SAS has increased access to big data sources for its customers after adding Hadoop integration

Analytics software provider SAS has given its customers increased access to big data sources after it added Hadoop support in its updated SAS Enterprise Data Integration Server.

By employing the popular open-source data architecture, customers using analytics from SAS can increase the value of big data assets.

Big Data

Hadoop joins more than three dozen supported data sources in SAS Enterprise Data Integration Server, including Oracle, DB2, SQL Server, Teradata (including Teradata Aster), Sybase, Netezza, EMC Greenplum and MySQL. SAS support for Hadoop access is a key requirement for many organisations that are adding Hadoop to their environment.

Sponsored by the Apache Software Foundation, Hadoop is an open-source Java-based framework for processing large data sets in a distributed computing environment. SAS integrates with the Apache Hadoop distribution.

SAS’ deep integration with Hadoop applies the parallelism of MapReduce, the distributed computing framework commonly associated with Hadoop, the company said. SAS, Hadoop and data warehouse infrastructure Hive match well in analysing large data sets, simplifying the most common big data analysis and analytic use cases, the company said.

The SAS Hadoop integration means SAS “write-once, run-anywhere” extends to Hadoop deployments.
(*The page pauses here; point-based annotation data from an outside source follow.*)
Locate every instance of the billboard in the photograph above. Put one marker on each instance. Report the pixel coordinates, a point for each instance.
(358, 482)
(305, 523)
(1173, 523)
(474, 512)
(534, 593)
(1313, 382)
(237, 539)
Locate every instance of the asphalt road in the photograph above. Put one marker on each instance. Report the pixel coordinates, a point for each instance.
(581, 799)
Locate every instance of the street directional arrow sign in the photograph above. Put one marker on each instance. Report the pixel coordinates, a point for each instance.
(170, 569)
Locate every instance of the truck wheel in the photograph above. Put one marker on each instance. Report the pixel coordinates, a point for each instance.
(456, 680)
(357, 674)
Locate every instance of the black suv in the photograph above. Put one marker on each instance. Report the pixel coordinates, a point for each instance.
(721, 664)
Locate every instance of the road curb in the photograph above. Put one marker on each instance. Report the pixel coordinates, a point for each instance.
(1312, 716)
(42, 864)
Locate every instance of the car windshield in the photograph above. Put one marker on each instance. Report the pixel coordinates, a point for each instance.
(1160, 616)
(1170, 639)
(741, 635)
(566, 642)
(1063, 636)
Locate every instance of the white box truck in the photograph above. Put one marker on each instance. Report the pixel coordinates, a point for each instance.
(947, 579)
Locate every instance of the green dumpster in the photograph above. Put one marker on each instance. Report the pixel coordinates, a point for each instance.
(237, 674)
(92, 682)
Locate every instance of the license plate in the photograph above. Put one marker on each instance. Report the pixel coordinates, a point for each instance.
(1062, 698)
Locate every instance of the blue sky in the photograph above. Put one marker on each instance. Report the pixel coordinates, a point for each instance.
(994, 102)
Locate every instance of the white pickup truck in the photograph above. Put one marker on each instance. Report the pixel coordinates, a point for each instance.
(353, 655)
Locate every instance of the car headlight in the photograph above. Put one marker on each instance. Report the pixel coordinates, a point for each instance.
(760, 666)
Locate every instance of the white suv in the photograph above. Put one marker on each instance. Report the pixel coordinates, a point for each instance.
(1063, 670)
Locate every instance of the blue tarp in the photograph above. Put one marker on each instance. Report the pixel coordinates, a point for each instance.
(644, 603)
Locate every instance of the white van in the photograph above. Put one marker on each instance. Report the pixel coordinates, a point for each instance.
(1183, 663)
Also, SAS features – such as job flow builder, visual editor, syntax checker and others – are extended to Hive, Pig, MapReduce and Hadoop Distributed File System (HDFS) commands. In addition, SAS augments native Hadoop security with SAS data security provisions, including authorization and data lineage. And SAS supports popular Hadoop distributions, such as Cloudera, HortonWorks and EMC Greenplum.

Moreover, SAS data quality and profiling cover data moving in or out of Hadoop. SAS access extends SAS capabilities, such as visual analytics explorer, text mining and analytics to Hadoop data. And Hadoop data can be federated along with data from other sources, including the ability to embed the federated query in a data management job flow.

Growing Importance

Hadoop is becoming more important as more organisations evaluate its capabilities and plan for increased deployment,” said Jim Davis, senior vice president and chief marketing officer at SAS, in a statement. “Bringing powerful SAS Analytics to Hadoop takes advantage of its distributed processing capabilities and helps effectively manage Hadoop deployments.

“Hadoop lacks good tools to develop and manage complex deployments. SAS’ extensive data and analytics management software helps enterprises pull value from Hadoop deployments using minimal resources,” added Davis.

“Hadoop’s value is in taking very large data collections – from simple, regular data to complex, unstructured data – and [processing] it quickly,” Carl Olofson, IDC research vice president for application development and deployment, said in a statement. “IDC expects commercial use of Hadoop to accelerate as more established enterprise software providers such as SAS make Hadoop accessible and easy to use.”

Meanwhile, SAS Information Management will deliver greater support for big data, data governance, master data management and decision management this year. Advanced analytic enablement will grow as analytic processing increasingly moves into databases, SAS officials said.

“SAS Information Management enables customers to exploit and govern information assets, resulting in competitive differentiation and sustained business success,” said Mark Troester, a SAS IT/CIO strategist. “SAS Information Management uniquely integrates management of data, analytics and decision processes across the entire information continuum.”

SAS Information Management delivers data management – including data governance, data integration, data quality and master data management. It also delivers analytics management and decision management.